昔はたくさんの人に祝ってもらったりしたけれど、今年は誰にも会わずインターネットにも接続しないでひたすら己とカミサマと対話した、誕生日。
一瞬刹那のどの瞬間で命がなくなるかわからないのに何を夢見て生きるのか、と思っていた自分が「いきていく」という前提で人生を再構築していくと今まで考える必要がなかったことに自分なりの答えをもっておく必要がある。
今までの定義でいいのか、生き方と生きたいと思う方向に齟齬がないのか、考えていることに矛盾はないのか。
今までは「諦めて手放す」ことで自己解決を図っていた物がそれだとなんだか本質から外れてしまっていたりする。
その一方で、煩悩のない、悲しみのない、安心できる世界に行きたいという願いは途絶えることはない。
「生きていく私」を選択するということは、それらを乗り越えた境地に生きたままたどり着くための何かなのか。
自分のおかれた境地を鑑みる。
去年の今頃私の眼前には「死んだように生きていく私」と「生きていく私」の選択肢があった。

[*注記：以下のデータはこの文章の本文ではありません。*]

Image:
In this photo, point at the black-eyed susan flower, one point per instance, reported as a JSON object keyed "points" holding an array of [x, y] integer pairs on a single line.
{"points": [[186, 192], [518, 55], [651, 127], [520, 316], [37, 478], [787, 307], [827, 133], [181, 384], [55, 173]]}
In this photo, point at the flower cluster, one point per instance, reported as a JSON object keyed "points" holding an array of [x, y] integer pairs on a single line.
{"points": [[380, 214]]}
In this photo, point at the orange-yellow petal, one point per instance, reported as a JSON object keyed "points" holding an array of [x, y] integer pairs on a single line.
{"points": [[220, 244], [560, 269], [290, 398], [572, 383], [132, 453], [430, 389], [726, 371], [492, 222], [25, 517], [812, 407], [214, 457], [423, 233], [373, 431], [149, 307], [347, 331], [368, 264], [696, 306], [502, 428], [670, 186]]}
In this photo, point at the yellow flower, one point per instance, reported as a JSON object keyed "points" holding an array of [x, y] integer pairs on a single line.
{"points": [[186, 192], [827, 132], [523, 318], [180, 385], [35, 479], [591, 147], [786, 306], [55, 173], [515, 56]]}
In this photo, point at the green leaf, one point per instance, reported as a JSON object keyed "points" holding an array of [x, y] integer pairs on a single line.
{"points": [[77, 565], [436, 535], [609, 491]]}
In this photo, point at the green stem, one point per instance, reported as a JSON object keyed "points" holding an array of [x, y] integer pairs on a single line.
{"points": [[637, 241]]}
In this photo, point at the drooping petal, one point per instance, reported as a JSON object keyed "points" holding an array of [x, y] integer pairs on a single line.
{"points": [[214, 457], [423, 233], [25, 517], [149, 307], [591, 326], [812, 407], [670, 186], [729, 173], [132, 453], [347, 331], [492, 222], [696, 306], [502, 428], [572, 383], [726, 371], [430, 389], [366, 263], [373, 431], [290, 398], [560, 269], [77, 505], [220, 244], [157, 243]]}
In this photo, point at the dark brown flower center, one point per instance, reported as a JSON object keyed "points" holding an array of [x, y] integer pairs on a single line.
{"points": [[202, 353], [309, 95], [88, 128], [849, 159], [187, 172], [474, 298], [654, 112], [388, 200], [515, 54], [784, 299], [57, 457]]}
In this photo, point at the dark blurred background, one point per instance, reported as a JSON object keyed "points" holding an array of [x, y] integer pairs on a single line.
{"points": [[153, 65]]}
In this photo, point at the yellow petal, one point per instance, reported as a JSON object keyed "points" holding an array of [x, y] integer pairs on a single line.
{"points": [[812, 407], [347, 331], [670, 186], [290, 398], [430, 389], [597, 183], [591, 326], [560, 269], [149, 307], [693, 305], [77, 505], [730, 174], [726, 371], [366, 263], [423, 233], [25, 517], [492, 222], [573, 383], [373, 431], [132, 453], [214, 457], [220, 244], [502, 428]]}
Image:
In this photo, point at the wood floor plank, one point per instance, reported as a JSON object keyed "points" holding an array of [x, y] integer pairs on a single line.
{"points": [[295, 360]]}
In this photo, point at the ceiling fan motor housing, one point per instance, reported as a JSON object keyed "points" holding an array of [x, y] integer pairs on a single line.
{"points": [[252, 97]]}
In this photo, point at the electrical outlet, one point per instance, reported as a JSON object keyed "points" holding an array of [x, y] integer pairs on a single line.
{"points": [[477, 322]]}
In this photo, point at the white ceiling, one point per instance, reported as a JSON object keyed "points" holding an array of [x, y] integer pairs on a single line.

この道の先には何があるのか自分では皆目わからない世界を私は選んだのだと思う。
自分の知らない感情、見ないようにしていた思い。「生きていく」ということはこういう感情や思いが胸に交錯して毎日を過ごすものなのだと一年間思い続けてきた。
そのリアルさ故の苦しさや孤独感や幸せや満ち足りた感情が自己の「ありうべき姿」と上手くより寄り添えないときの苦しさは、孤独に最後の1日までを生きながらえるのであれば感じることもないものであったろう。
そんなことよりも生身の人間として味わう感情の豊かさはかけがえのない深いもので、はじめて味わうものへの戸惑いよりもシンプルな喜びに自分が包まれることを知った。
私の選択は間違っていなかった。
今までの人生ではどれほど自分が今この世界に生まれてきた価値があったのだろうかと思う。ただ生きながらえている、ということはこの世界に何か役割を果たしたということとはほど遠い。
ローマ世界を作り上げたような歴史的な偉人程の働きはできないとしても、せめて今生、生あるうちに私がやるべきことは「生きていく」私でしか果たせない何かなはずだ。魂だけの存在ならば容易にできることを、生身の私として実践すること。
要するに見返りを期待せず、惜しみなく、美しく生きるということに尽きるのだから、表面上は昔と変わらないようにも見える。だが全く異なるものである。
今までの人生と透徹した信念と愛情をかけて創り出されるものをこの目でみてみたい。